# Use The Chain Rule To Prove f+g is Differentiable

• Jun 9th 2010, 05:20 PM
mathematicalbagpiper
Use The Chain Rule To Prove f+g is Differentiable
Let $f,g:E\longrightarrow F$ (finite normed vector spaces) be differentiable functions. Use the chain rule to prove that $f+g$ is also differentiable.

The chain rule has to do with composite functions, I know, so I know somehow I have to think of $f+g$ as a composite function, but I'm just not seeing it.
• Jun 19th 2010, 04:59 AM
Failure
Quote:

Originally Posted by mathematicalbagpiper
Let $f,g:E\longrightarrow F$ (finite normed vector spaces) be differentiable functions. Use the chain rule to prove that $f+g$ is also differentiable.

The chain rule has to do with composite functions, I know, so I know somehow I have to think of $f+g$ as a composite function, but I'm just not seeing it.
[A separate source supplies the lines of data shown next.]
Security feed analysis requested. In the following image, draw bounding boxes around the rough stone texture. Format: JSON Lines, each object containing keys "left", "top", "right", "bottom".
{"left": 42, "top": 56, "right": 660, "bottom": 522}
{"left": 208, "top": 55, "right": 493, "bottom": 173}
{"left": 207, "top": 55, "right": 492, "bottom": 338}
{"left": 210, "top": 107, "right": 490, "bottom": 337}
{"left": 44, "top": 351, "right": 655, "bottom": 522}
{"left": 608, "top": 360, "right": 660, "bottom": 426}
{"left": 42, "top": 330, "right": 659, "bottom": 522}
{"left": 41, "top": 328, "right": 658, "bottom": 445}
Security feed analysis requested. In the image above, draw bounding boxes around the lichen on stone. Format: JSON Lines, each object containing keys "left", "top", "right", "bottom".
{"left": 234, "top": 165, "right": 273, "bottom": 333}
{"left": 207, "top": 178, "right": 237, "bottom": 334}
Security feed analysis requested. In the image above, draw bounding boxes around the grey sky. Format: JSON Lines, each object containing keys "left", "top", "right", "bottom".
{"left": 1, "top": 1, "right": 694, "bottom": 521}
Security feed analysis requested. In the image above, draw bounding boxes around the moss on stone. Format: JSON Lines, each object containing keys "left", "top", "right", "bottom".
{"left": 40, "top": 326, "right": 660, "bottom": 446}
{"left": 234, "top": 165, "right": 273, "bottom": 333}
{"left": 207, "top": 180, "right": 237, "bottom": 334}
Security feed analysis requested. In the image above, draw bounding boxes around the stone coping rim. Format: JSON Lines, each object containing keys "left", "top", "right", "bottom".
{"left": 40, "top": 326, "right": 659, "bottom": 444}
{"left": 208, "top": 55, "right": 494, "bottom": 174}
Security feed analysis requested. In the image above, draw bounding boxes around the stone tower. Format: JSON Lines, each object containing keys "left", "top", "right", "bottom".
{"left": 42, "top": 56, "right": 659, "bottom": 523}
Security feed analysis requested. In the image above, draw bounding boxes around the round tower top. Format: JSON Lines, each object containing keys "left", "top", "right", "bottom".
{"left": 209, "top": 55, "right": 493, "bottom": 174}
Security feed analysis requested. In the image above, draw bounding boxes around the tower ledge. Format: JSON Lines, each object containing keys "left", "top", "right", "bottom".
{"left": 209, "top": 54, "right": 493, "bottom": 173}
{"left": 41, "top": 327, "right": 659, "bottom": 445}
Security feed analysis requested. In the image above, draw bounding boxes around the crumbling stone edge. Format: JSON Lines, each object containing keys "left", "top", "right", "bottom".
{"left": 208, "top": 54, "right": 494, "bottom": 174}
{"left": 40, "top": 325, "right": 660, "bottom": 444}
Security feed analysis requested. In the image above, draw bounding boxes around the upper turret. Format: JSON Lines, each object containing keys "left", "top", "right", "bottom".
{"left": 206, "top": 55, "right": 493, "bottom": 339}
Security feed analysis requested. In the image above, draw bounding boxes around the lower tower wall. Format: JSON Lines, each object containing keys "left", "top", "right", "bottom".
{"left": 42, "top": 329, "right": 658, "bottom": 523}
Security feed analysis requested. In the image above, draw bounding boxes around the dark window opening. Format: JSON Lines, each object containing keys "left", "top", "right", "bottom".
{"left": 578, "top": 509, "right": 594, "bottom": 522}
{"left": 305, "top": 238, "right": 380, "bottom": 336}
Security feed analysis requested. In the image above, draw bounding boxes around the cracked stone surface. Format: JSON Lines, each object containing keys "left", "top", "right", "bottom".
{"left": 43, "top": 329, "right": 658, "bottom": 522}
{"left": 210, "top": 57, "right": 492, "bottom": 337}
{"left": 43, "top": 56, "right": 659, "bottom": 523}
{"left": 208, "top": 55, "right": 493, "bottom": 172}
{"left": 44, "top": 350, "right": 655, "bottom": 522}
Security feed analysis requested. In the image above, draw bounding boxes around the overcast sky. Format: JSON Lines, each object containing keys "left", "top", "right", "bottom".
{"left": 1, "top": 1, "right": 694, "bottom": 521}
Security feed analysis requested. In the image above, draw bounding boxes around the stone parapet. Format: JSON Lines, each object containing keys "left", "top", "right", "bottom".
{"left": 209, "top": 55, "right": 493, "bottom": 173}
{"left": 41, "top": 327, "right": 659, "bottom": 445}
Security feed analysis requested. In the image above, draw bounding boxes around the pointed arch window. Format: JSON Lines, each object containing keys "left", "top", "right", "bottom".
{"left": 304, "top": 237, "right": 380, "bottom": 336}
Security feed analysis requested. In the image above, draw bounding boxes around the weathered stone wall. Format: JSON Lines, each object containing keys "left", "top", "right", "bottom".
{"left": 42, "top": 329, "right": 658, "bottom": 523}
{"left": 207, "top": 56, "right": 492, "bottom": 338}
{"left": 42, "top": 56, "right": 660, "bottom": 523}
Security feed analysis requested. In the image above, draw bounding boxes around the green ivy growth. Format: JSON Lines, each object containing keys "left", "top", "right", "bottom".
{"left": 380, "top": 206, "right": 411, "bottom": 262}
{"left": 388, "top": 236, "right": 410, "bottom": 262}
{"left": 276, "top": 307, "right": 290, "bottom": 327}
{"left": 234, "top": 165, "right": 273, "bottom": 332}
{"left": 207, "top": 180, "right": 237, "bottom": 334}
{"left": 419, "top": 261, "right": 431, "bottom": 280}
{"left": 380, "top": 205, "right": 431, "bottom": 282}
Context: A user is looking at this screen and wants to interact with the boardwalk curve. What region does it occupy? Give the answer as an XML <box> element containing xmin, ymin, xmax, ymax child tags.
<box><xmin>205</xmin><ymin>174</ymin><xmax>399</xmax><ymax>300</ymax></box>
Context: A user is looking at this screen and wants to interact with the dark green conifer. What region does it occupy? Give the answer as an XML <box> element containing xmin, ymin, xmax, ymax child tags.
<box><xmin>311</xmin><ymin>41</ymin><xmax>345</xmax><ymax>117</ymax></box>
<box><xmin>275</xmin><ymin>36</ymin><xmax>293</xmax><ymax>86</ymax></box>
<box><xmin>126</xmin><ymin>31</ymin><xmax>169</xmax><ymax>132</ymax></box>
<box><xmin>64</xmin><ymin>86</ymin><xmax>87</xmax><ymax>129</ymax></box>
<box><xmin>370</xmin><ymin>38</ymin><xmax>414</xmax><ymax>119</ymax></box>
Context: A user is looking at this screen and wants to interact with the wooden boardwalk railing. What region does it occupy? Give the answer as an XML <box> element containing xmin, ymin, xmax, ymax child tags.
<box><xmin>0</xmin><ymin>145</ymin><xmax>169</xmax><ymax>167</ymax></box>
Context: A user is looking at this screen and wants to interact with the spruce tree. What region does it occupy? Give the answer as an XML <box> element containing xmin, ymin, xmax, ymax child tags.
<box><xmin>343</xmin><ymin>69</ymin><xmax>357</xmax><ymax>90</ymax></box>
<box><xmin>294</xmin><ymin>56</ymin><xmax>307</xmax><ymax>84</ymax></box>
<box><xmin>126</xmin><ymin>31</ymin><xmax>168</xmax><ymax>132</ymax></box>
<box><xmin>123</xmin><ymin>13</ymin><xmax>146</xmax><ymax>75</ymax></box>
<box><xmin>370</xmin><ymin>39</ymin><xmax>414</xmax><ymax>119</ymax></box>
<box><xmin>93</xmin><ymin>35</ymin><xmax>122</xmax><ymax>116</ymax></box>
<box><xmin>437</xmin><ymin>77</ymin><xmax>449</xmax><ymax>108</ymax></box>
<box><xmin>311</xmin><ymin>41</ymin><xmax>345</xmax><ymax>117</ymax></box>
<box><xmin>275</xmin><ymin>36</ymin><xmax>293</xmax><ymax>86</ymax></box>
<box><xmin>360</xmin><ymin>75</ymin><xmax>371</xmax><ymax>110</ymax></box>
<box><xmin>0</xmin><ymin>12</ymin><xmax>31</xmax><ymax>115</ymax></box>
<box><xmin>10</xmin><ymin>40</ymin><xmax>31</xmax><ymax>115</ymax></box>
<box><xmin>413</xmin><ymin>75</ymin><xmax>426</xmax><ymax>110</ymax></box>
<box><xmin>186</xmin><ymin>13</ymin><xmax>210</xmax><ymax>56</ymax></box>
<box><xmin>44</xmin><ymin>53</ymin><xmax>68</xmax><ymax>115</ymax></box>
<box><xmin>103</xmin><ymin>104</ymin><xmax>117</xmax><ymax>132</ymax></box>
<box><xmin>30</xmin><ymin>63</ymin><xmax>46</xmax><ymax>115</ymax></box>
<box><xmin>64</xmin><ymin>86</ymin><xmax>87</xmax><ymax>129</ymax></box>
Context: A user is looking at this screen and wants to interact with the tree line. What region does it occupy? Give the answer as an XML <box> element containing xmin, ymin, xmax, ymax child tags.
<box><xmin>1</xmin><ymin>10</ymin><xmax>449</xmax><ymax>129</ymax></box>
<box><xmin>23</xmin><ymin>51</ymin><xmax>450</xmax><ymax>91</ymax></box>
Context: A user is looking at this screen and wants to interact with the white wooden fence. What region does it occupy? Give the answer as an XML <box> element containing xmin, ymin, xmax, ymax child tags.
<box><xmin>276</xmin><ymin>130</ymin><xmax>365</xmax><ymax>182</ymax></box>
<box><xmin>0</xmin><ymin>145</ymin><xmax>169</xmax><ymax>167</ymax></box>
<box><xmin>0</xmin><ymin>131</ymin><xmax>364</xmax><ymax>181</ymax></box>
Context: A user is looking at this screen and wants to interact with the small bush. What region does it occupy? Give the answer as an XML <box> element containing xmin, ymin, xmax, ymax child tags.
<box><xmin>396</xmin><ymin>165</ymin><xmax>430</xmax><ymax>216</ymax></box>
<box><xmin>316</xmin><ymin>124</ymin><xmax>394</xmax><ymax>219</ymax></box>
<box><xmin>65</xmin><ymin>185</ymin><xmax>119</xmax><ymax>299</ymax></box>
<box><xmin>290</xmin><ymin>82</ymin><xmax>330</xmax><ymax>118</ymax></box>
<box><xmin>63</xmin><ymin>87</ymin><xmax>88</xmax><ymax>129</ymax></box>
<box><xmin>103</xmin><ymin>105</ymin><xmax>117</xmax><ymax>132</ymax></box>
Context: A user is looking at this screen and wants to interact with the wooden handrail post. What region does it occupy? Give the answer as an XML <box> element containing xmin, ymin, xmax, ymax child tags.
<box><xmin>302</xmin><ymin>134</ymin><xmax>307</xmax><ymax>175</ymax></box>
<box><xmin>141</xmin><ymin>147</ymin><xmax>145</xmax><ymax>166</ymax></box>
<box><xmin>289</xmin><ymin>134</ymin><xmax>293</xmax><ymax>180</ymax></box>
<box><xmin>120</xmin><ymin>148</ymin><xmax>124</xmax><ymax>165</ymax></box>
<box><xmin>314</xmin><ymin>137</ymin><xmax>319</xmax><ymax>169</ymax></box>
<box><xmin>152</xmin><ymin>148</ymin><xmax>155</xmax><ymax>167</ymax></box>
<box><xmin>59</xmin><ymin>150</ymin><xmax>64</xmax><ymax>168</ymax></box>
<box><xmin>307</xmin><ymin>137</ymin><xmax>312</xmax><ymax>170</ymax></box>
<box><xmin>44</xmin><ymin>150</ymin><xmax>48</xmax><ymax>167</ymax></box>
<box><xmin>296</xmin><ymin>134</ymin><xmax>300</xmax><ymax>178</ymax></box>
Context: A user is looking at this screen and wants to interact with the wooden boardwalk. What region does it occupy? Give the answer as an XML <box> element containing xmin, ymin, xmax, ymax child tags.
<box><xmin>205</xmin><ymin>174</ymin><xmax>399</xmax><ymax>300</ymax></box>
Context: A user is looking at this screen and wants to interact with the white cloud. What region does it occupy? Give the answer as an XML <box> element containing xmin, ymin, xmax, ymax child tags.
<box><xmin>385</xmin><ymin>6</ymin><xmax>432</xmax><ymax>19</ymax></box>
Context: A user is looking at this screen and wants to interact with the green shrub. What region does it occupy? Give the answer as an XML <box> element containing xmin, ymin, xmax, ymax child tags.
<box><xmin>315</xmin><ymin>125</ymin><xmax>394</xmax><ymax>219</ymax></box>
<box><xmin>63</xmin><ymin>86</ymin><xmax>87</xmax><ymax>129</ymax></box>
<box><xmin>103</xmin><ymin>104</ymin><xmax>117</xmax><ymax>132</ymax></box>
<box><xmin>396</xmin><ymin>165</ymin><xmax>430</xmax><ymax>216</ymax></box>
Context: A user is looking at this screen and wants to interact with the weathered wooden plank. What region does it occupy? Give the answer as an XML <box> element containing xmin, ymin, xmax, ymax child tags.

Let me see: You want to represent
$f+g\!:E\ni x\mapsto f(x)+g(x)\in F$
as the composition of two "functions", right?
$f\otimes g\!:E\ni x\mapsto (f(x),g(x))\in F^2$ and $+\!: F^2\ni (x,y) \mapsto x+y\in F$,
since you have that $f+g = +\circ \otimes$
(Surprised) Oops, that looks a bit funny, I must say. - What I mean is that $f+g$ equals "applying $+$ after $\otimes$", of course.
• Jun 19th 2010, 08:21 AM
Bruno J.
Failure has it right! (Funny thing to say (Rofl))

Remember that the map $(x,y)\mapsto x+y$ is differentiable, being a linear transformation.